O mosquito que atormenta os brasileiros todo santo ano vai ter de se haver com as armas da biologia molecular. Uma equipe internacional de pesquisadores acaba de obter a seqüência completa do DNA do Aedes aegypti, transmissor da dengue e da febre amarela. Os resultados preliminares trazem, entre outras coisas, pistas para criar possíveis inseticidas que ajam de forma específica sobre o inseto.
O trabalho foi coordenado por Vishvanath Nene, do Instituto para Pesquisa Genômica (Tigr; pronuncia-se "tiger"), nos Estados Unidos, e contou com a participação de cientistas da USP e do Instituto Butantan, ambos em São Paulo. A pesquisa está na edição desta semana da revista americana "Science".
O trabalho revelou que o A. aegypti possui um genoma (o conjunto do DNA) cerca de cinco vezes maior que seu parente igualmente perigoso, o mosquito Anopheles gambiae, vetor (transmissor) da malária. Cerca de 1,4 bilhão de pares de "letras" químicas de DNA compõem o genoma do A. aegypti, tamanho um pouco inferior à metade do genoma humano.
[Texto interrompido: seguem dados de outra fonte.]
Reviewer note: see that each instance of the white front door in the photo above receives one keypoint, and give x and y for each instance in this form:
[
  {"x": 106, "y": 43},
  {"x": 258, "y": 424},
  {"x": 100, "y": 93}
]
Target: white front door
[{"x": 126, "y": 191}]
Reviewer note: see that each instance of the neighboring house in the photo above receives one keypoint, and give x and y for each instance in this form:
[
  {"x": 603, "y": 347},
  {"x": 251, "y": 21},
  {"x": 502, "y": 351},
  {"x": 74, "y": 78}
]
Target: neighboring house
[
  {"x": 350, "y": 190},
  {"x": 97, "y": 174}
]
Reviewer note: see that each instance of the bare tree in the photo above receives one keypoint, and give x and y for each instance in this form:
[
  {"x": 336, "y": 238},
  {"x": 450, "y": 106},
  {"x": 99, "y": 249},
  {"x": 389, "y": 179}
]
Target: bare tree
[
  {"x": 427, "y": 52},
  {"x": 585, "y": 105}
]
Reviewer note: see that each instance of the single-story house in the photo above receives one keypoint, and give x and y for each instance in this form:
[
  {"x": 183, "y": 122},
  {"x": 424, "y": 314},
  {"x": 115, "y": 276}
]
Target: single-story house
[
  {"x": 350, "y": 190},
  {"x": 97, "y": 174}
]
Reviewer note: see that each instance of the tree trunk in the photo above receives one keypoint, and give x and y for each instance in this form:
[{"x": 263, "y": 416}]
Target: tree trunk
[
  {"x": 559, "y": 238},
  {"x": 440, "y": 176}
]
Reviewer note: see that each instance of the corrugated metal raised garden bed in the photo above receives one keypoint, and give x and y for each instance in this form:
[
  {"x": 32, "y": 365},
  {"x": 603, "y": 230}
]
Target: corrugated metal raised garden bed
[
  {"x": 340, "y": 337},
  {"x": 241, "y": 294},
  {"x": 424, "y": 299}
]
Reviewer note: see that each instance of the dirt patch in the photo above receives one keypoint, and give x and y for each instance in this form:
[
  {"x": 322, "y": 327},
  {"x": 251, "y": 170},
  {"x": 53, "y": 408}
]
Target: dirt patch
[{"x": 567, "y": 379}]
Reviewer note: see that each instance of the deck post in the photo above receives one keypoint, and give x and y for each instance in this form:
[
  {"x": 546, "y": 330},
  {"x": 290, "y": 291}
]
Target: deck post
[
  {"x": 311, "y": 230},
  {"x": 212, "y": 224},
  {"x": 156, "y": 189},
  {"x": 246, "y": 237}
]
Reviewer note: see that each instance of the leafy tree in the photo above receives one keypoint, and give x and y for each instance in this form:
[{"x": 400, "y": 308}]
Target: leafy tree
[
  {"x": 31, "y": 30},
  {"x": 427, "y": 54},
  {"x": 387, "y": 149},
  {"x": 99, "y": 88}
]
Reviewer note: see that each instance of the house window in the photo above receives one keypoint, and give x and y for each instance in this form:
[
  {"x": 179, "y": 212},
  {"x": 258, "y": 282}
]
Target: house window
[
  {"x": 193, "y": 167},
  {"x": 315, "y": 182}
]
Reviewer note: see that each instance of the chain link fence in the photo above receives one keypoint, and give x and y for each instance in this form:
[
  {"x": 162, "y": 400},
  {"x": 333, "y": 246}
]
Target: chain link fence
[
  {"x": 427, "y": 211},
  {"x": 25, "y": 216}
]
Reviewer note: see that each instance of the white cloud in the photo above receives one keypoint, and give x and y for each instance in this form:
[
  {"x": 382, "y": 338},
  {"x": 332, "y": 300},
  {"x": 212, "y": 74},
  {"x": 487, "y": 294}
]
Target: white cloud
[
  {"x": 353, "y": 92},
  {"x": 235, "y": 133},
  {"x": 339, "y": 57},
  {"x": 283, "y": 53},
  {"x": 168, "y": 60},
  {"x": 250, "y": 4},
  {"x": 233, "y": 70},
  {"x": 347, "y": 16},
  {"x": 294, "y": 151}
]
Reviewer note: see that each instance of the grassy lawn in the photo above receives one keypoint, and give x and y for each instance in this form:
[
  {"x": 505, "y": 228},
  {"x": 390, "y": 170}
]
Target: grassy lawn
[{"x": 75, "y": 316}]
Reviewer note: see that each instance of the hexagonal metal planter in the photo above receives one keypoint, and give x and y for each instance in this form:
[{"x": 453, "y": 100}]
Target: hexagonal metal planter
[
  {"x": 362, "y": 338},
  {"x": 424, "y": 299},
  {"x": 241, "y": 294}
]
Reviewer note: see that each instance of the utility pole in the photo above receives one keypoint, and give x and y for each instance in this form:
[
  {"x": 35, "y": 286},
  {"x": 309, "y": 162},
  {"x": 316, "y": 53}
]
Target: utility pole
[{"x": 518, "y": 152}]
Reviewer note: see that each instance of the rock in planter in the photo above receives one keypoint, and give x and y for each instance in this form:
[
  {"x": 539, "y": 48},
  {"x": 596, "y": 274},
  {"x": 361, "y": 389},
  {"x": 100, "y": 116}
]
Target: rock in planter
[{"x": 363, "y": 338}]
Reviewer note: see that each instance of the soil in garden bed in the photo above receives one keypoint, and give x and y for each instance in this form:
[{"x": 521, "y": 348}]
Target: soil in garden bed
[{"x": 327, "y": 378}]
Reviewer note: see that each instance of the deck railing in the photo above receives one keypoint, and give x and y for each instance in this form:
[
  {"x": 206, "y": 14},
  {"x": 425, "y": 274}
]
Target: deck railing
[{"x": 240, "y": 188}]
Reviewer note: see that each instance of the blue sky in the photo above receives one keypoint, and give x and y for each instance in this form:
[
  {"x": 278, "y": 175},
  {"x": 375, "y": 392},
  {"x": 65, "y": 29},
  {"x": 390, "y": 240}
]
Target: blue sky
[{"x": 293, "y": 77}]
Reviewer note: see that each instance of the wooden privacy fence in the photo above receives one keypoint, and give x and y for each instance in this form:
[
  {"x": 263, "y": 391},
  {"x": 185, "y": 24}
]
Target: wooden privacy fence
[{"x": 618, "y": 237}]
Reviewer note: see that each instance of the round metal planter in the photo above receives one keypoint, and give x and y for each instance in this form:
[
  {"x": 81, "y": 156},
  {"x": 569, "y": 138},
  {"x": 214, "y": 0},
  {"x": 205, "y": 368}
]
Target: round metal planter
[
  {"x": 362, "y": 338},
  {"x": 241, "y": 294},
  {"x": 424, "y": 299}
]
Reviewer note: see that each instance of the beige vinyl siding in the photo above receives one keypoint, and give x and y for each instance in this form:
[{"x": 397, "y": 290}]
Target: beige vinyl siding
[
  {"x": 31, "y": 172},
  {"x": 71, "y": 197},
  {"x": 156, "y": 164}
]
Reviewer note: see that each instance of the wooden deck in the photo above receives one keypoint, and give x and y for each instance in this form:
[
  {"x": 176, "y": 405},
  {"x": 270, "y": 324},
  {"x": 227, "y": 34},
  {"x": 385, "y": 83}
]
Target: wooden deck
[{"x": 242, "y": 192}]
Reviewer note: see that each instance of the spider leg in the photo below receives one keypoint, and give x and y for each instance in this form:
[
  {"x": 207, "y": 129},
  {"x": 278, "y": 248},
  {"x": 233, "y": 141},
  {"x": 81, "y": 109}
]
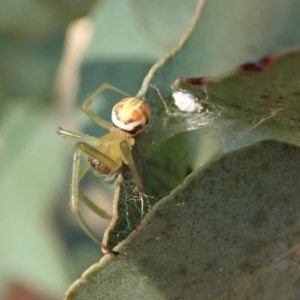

Não foi nem um pouco fácil colocar essa sopa de letrinhas em relativa ordem, conta Sergio Verjovski-Almeida, pesquisador do Instituto de Química da USP e um dos co-autores brasileiros da pesquisa. "Trata-se de um genoma complexo, com muitos elementos repetitivos", explica ele. Quase metade do DNA do bicho, para se ter uma idéia, corresponde a transposons -- seqüências sem nenhuma função aparente que têm a mania de fazer várias cópias de si mesmas e ficar saltando de um ponto ao outro do genoma. Isso dificulta o trabalho de montar o mapa completo do material genético do bicho.
Verjovski-Almeida e seus colegas ficaram responsáveis por analisar os chamados genes expressos (ou seja, os que realmente ficam ativos no organismo) na fase de larva dos bichos - justamente aquela que costuma povoar a água parada em pneus e garrafas. "Esses dados sobre a fase larval simplesmente não estavam disponíveis antes", conta o brasileiro.
Para esse trabalho, o que se analisa não é exatamente o DNA, mas sua molécula irmã, o mRNA ou RNA mensageiro, que transmite as instruções para a produção de proteínas que estão contidas no DNA. Mas o trabalho é diretamente relevante para estimar quantos genes funcionais a criatura tem - no caso, a melhor estimativa fica em torno de 15 mil.
Vida parasitada
O número absurdo de transposons pode não ser só coincidência, avalia Verjovski-Almeida. Afinal, acredita-se que esses pedaços "parasitas" de DNA tenham surgido a partir de antigos vírus, que se integraram ao genoma de seu hospedeiro e hoje são inofensivos. Assim, não seria por acaso que hoje ele carrega o vírus da dengue. "Esse inseto pode ter se adaptado a carregar uma grande quantidade de vírus", afirma o brasileiro.
Além desse quadro geral, algumas características da biologia molecular do bicho já parecem se mostrar promissoras como alvos de futuros ataques. Um possível calcanhar-de-aquiles são os receptores olfativos do A. aegypti, ao lado dos genes cuja função parece estar ligada ao transporte de substâncias para fora das células e à desintoxicação quando o animal está sob o efeito de alguma substância nociva.
Com esses dados em mãos, é possível pensar em substâncias que, por exemplo, atrapalhem a capacidade do animal de se guiar pelo olfato (impedindo, por exemplo, que ele alcance os humanos que normalmente pica). Ou inseticidas projetados especificamente para matá-lo, sem afetar bichos inofensivos. "Infelizmente, o que você tem hoje são inseticidas muito genéricos", explica Verjovski-Almeida.